A study from Vancity Credit Union released earlier this week predicted a mass migration of young people out of Metro Vancouver, because wages are not keeping up with the high prices of housing.
"It's obviously a huge concern," Robertson told the Early Edition's Rick Cluff. "We've seen this wave coming, it's been pretty obvious for a number of years."
Robertson said the city has been focusing on building rental housing, as it is the most affordable city hall can deliver.
But, he said, the federal government hasn't done enough to help major cities like Vancouver that are experiencing a housing crisis.
"We do not have enough support from the federal government to bring the cost of housing down in our cities. Housing is very expensive across Canada because the federal government has basically abandoned the field."
Robertson said he wants the housing crunch to be a major federal election issue.
"You look at a huge supply of our affordable housing right now and it came from programs to build rental housing across Canada.
"Those programs faded away decades ago and that means we have nowhere near enough rental housing being built across the country."
Mayor's message to millennials
The Vancity credit union report indicates a family household income needs to be $123,000 in order to maintain an average mortgage in Metro Vancouver.

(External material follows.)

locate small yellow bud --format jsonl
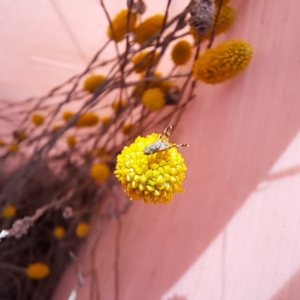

But the inconsistent salary to housing cost ratio has led waves of young people to leave the city over the last few years, says the report. 770 are projected to have left in 2012 with that number increasing to 1,571 in 2013.
Robertson says that's unacceptable.
"I don't think we can be letting that happen — we have to do everything we can to prevent it. We thrive as a diverse city where people can live close to where they work."